Name: firecrawl
Author: firecrawl

SKILL.md

$2c

Concurrency: Max parallel jobs. Run parallel operations up to this limit.

Credits: Remaining API credits. Each operation consumes credits.

If not ready, see rules/install.md. For output handling guidelines, see rules/security.md.

Before doing real work, verify the setup with one small request:

mkdir -p .firecrawl

firecrawl scrape "https://firecrawl.dev" -o .firecrawl/install-check.md

firecrawl search "query" --scrape --limit 3

Workflow

Follow this escalation pattern:

Search - No specific URL yet. Find pages, answer questions, discover sources.

Scrape - Have a URL. Extract its content directly.

Map + Scrape - Large site or need a specific subpage. Use map --search to find the right URL, then scrape it.

Crawl - Need bulk content from an entire site section (e.g., all /docs/).

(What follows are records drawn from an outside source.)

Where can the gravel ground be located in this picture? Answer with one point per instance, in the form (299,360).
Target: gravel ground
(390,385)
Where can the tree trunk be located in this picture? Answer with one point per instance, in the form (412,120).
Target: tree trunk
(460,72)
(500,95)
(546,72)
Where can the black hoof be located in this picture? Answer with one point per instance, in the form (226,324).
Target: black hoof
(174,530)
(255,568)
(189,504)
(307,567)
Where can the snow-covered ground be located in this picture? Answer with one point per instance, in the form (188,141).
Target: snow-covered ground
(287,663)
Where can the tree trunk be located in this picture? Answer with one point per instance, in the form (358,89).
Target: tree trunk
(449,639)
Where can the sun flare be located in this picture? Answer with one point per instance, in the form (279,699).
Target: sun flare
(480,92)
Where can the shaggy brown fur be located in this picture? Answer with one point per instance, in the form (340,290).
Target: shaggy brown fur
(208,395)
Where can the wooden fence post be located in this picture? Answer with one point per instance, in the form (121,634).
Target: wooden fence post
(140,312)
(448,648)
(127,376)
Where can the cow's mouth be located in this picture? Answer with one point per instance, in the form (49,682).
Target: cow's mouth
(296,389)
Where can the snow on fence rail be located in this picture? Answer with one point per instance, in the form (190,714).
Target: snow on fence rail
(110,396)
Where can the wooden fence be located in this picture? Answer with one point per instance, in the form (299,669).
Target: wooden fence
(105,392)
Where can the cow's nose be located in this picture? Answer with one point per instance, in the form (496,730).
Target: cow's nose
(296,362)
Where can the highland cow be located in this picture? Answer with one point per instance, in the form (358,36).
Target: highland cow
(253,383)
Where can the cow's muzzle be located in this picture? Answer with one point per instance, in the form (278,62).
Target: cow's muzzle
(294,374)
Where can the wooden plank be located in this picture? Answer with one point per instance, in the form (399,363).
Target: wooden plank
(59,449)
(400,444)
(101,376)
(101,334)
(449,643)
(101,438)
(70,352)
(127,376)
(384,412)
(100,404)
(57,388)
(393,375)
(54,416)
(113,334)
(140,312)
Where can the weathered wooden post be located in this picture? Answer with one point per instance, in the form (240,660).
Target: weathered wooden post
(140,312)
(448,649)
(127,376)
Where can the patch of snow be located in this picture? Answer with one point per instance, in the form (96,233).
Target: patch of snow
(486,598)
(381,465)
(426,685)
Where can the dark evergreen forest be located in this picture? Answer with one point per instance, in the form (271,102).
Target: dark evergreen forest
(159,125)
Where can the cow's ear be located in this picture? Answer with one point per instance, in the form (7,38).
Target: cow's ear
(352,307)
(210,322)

Interact - Scrape first, then interact with the page (pagination, modals, form submissions, multi-step navigation).

Need

Command

When

Find pages on a topic

search

No specific URL yet

Get a page's content

scrape

Have a URL, page is static or JS-rendered

Find URLs within a site

map

Need to locate a specific subpage

Bulk extract a site section

crawl

Need many pages (e.g., all /docs/)

AI-powered data extraction

agent

Need structured data from complex sites

Interact with a page

scrape + interact

Content requires clicks, form fills, pagination, or login

Download a site to files

download

Save an entire site as local files

Parse a local file

parse

File on disk (PDF, DOCX, XLSX, etc.) — not a URL

Watch pages for changes

monitor

Schedule recurring scrapes/crawls, diff against snapshots

For detailed command reference, run firecrawl <command> --help.

Scrape vs interact:

Use scrape first. It handles static pages and JS-rendered SPAs.

Use scrape + interact when you need to interact with a page, such as clicking buttons, filling out forms, navigating through a complex site, infinite scroll, or when scrape fails to grab all the content you need.

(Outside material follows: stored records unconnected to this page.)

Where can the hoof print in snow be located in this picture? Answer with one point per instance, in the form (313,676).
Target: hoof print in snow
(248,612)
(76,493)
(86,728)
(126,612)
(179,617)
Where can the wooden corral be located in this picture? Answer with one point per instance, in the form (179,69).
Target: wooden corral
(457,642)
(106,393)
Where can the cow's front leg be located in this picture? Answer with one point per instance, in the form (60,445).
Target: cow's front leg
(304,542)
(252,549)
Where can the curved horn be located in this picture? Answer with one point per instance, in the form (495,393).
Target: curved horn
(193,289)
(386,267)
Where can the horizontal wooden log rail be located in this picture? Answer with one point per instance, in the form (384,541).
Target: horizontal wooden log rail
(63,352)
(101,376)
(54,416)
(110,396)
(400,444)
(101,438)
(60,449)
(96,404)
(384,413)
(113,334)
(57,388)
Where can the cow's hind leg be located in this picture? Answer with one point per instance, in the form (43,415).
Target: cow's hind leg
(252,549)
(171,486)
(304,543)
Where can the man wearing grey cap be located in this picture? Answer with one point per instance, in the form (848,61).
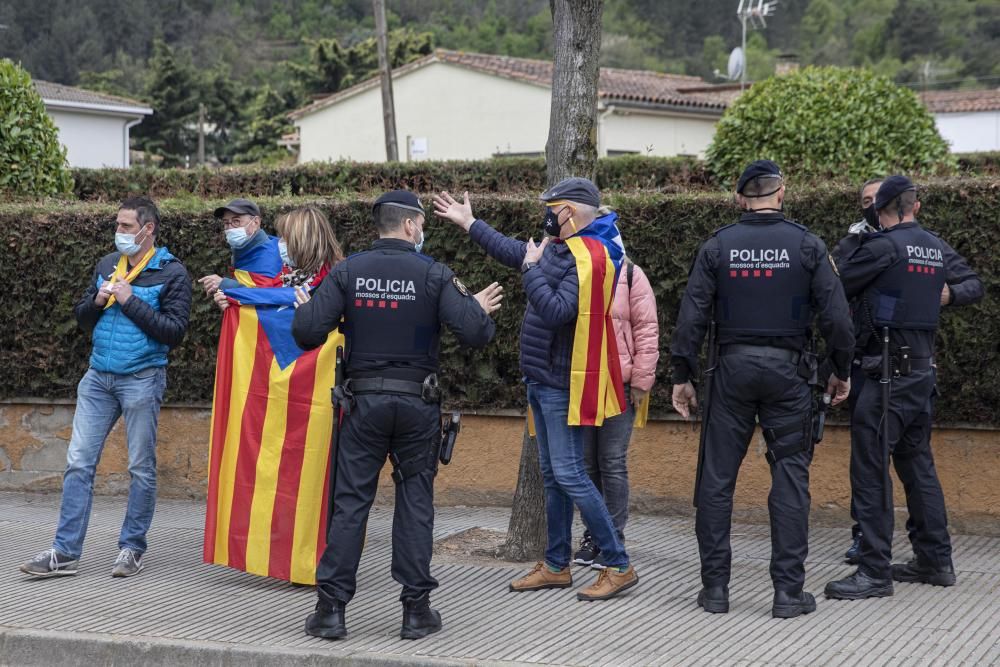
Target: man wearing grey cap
(254,251)
(557,342)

Never use interact for web searches - use search instead.

Monitor: Schedule recurring scrapes or crawls and diff each result against the last retained snapshot. Use for product pages, docs, blogs, changelogs, competitor sites — any page where changes matter. Each check labels pages as same, new, changed, removed, or error, with webhook and email notification options.

# create from flags

firecrawl monitor create --name "Blog" --schedule "every 30 minutes" \

  --scrape-urls https://example.com/blog --email alerts@example.com

# or from JSON (positional file, or piped stdin)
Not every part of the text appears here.